Around the same time as the news conference, officials at the University of South Carolina announced that all campuses within their system will be closed through the end of the semester due to the coronavirus pandemic. Also, UofSC has postponed all commencement ceremonies in May for all campuses. Officials are looking into possibly rescheduling in-person ceremonies.
Winthrop University is also moving to remote instruction for all courses for the remainder of the semester and is postponing spring commencement ceremonies.
As the state’s number of positive cases expectedly increases, DHEC will continue to provide the number of positive cases and the county of residence. DHEC’s COVID-19 county map provides the number of cases by county and is updated daily.
“Our top priorities remain preventing the spread of the disease and protecting the public health,” Traxler said. “This includes working to control spread and sharing measures that best protect our neighbors, friends and family.”
Gov. McMaster has also issued an executive order stating new guidelines in response to the COVID-19 pandemic. The executive order will close all dine-in services at restaurants and bars beginning on Wednesday, March 18. To-go/take out services will be allowed.

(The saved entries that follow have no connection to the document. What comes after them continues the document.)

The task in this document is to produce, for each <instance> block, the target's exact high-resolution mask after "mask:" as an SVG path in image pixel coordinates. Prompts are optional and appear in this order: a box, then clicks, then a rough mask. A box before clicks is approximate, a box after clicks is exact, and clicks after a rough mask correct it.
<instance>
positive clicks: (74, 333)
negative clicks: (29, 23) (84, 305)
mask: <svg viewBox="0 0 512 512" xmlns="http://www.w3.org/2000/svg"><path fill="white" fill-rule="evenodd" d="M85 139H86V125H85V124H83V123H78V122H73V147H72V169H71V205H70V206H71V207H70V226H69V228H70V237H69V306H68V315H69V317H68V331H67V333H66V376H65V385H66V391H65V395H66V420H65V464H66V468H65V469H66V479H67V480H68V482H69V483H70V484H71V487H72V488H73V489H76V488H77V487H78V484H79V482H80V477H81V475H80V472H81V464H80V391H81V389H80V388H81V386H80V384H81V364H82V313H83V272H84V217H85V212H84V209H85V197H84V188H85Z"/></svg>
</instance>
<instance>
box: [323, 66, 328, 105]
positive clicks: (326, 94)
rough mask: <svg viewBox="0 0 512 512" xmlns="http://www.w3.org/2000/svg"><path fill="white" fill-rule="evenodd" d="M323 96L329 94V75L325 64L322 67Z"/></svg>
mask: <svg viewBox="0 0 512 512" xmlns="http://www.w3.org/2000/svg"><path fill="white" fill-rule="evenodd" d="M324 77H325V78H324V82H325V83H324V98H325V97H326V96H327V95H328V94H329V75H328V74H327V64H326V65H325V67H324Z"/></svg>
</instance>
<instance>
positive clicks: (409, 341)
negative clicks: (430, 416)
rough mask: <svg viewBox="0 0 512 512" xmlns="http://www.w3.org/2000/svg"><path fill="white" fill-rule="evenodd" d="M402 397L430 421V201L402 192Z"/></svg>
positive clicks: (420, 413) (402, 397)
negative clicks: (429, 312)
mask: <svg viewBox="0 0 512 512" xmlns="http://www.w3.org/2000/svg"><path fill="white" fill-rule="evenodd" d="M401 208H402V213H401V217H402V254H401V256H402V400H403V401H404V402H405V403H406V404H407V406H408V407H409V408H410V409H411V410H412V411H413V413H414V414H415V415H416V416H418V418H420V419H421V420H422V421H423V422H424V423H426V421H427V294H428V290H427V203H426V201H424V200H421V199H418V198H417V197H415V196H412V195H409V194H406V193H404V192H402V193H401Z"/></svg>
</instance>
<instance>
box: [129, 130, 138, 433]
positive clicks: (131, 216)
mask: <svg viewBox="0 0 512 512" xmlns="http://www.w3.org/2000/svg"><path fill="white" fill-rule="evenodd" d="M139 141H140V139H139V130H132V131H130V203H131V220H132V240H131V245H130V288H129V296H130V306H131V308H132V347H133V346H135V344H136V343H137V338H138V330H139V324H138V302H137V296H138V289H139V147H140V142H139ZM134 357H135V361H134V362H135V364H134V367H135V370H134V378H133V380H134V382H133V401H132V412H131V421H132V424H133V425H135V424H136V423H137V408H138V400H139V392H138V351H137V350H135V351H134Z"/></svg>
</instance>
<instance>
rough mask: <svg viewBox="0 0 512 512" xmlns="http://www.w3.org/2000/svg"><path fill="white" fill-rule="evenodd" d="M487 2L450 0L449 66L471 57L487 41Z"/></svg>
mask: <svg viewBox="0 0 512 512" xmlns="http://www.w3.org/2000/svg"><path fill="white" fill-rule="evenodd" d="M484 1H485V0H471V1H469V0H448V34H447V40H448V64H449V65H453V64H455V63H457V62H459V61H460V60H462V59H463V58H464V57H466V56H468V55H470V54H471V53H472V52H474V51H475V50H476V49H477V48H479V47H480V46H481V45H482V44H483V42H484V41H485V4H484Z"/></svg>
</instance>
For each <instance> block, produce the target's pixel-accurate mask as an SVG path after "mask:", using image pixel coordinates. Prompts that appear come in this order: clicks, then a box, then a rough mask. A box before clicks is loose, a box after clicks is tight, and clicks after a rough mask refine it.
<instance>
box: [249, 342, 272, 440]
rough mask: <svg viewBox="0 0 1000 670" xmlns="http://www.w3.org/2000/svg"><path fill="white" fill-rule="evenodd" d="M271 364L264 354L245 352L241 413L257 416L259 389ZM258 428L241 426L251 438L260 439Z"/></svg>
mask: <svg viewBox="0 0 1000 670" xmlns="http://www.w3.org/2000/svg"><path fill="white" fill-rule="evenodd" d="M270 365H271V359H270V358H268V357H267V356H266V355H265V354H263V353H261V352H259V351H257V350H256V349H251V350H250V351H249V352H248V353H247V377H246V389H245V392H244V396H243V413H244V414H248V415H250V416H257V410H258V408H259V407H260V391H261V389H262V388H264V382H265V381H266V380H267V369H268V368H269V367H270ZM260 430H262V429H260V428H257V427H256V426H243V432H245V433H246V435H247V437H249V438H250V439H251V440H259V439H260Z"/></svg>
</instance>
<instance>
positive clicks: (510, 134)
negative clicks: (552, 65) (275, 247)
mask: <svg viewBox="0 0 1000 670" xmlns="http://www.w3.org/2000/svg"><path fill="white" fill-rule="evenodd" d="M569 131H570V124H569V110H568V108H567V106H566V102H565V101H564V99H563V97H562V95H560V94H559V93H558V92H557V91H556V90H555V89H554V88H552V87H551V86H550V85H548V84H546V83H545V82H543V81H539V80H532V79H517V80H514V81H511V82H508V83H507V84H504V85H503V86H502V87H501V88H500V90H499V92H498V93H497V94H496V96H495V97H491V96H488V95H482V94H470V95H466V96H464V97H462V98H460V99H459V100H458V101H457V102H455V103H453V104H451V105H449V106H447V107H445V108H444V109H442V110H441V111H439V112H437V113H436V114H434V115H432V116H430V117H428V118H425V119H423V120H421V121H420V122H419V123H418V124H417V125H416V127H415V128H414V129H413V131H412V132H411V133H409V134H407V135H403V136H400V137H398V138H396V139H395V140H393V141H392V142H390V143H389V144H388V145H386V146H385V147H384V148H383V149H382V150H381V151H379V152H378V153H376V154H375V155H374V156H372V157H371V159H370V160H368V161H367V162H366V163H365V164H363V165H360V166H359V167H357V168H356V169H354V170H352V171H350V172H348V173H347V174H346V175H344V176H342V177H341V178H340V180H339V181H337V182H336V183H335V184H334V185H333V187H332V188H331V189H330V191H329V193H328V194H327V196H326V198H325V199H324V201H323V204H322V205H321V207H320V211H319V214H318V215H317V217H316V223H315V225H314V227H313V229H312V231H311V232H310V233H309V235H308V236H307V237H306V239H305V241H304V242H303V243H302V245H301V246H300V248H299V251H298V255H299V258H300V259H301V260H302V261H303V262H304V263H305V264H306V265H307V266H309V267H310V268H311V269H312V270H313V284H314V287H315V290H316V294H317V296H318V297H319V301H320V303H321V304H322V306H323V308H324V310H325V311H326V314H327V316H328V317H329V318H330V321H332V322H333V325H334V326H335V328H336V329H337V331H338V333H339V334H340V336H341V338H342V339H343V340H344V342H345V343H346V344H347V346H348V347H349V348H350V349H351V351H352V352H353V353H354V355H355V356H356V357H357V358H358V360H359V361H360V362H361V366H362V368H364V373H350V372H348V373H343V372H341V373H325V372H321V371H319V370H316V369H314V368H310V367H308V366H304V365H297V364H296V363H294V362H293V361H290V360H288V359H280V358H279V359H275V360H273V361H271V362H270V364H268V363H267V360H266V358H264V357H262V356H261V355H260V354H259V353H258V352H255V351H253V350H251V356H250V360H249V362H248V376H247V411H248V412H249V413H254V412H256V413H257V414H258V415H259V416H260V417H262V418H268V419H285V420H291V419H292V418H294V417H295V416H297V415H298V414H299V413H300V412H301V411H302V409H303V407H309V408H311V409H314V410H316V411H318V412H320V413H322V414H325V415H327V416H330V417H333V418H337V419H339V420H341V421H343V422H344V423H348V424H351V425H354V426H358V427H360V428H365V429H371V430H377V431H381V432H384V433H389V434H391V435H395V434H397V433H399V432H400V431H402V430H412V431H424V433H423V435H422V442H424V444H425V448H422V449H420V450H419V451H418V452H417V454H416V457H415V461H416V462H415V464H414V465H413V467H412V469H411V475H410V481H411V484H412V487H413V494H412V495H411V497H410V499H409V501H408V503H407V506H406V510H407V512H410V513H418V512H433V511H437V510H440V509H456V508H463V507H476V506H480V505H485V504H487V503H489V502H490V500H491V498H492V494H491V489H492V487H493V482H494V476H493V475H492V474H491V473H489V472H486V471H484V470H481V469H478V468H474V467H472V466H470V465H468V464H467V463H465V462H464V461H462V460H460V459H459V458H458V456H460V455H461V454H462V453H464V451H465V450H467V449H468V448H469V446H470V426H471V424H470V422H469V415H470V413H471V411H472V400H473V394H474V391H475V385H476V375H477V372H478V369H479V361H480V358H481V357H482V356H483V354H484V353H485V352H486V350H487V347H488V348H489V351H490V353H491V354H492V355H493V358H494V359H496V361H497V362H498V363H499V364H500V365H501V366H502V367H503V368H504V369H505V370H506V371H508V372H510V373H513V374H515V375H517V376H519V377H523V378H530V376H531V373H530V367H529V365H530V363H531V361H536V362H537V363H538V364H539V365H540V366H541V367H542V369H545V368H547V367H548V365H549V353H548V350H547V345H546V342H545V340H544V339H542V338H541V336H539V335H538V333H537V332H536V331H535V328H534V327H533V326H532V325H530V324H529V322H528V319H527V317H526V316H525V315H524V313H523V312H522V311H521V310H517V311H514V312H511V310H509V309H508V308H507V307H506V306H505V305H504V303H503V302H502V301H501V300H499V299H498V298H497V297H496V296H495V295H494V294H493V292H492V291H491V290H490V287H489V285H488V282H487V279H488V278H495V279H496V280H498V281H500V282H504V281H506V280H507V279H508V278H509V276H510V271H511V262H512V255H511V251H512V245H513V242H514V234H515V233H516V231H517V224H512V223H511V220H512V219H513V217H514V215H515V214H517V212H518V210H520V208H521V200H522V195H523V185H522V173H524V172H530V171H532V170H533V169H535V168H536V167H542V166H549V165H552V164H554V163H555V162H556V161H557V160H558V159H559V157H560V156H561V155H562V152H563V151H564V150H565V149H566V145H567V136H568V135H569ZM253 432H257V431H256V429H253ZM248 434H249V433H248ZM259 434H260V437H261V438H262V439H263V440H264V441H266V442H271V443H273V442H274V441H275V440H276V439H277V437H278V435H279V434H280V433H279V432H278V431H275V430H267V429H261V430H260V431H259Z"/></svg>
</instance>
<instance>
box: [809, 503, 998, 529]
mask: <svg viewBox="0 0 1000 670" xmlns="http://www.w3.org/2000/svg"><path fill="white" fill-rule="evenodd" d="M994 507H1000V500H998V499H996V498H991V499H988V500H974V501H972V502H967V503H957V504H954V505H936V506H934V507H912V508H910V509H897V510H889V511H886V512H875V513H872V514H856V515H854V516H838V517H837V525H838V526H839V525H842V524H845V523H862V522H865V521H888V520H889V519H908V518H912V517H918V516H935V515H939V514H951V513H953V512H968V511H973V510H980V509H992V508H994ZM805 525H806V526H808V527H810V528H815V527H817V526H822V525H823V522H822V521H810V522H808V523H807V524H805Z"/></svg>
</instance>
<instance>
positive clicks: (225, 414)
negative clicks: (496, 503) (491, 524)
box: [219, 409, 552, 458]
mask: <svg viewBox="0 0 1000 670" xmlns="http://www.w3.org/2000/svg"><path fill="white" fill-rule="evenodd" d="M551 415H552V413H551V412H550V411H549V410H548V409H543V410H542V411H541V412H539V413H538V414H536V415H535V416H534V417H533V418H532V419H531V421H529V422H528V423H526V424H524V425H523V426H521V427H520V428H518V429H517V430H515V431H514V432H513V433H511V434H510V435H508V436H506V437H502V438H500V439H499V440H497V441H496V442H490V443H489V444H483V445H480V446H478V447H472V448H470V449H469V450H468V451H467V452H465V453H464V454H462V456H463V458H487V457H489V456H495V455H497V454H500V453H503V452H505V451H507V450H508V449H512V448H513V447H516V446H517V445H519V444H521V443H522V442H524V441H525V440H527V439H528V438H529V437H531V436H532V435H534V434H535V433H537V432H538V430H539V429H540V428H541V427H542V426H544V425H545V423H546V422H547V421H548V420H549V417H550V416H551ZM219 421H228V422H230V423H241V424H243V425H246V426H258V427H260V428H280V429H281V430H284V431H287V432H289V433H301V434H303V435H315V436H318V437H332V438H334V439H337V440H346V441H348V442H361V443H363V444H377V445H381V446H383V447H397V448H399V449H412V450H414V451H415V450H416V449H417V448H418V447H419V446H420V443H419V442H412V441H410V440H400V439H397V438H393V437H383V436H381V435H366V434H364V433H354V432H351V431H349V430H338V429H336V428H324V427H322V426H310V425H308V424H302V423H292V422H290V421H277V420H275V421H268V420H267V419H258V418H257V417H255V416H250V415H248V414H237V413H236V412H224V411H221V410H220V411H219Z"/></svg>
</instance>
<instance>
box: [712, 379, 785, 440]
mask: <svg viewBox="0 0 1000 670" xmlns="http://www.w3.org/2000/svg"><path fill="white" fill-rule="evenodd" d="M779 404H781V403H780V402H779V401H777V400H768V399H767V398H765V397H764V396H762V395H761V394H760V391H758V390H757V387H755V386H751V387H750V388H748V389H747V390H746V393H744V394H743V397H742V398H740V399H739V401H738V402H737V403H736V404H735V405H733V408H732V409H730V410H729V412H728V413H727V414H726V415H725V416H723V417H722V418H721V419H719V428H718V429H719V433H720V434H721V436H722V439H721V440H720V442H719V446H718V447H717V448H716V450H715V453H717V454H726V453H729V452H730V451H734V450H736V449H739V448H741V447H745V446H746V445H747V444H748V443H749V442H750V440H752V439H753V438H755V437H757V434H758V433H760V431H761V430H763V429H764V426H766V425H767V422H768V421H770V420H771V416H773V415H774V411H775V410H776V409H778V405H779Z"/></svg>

McMaster also announced that he is prohibiting organized events of 50 or more across the state. The Department of Revenue has extended the state tax deadlines to June 1. McMaster also asked grocery stores and big box stores to limit the number of customer purchases on paper products and disinfectants.
FACTS ABOUT CORONAVIRUS
The Centers for Disease Control and Prevention (CDC) said the coronavirus is spread mainly from person-to-person by those in close contact, or through coughing and sneezing by someone who’s infected.
Symptoms of coronavirus can show up between two and 14 days of exposure, health officials said. Symptoms include fever, cough, and shortness of breath.
For most people, the new coronavirus causes only mild or moderate symptoms, such as fever and cough. But some severe cases can lead to death.
Those who are at the highest risk of catching COVID-19 are the young, the elderly and those who are already being treated for chronic medical diseases.
Young people who contract the virus are not likely to have a serious case, research shows.
Doctors said there is not currently a treatment or vaccine for COVID-19, but over-the-counter medications, like cold and cough medicines, can help treat symptoms of the virus.
The mortality rate for people with the virus has been widely reported around 2 to 3%, but health experts note the actual percentage is not that high, as not all cases are diagnosed or reported.
The rate is higher than the flu, which kills on average about 0.1% of people who get it, based on a 10-year average of data from the CDC.
Anyone with concerns about their health, or who believes they are showing symptoms such as fever, cough, or shortness of breath, should call their health care provider.
People with general questions about coronavirus should call the DHEC Care Line at 855-472-3432. The line is open from 8 a.m. to 6 p.m. every day. Callers are urged to be patient as call volumes are high.
People without a doctor can take advantage of free online screening from Prisma Health and the Medical University of South Carolina (MUSC).
MUSC has an online platform to aid with coronavirus diagnosis and care. Go to musc.care and access the COVID-19 platform. The service is free with code: COVID19.
Prisma Health also has a free virtual visit, which allows patients to video conference with a doctor instead of coming into a facility. The goal is to keep patients who don’t need to be treated at a hospital at home. Go to primsahealth.org/virtual-visit and use promo code COVID19 for a free virtual visit.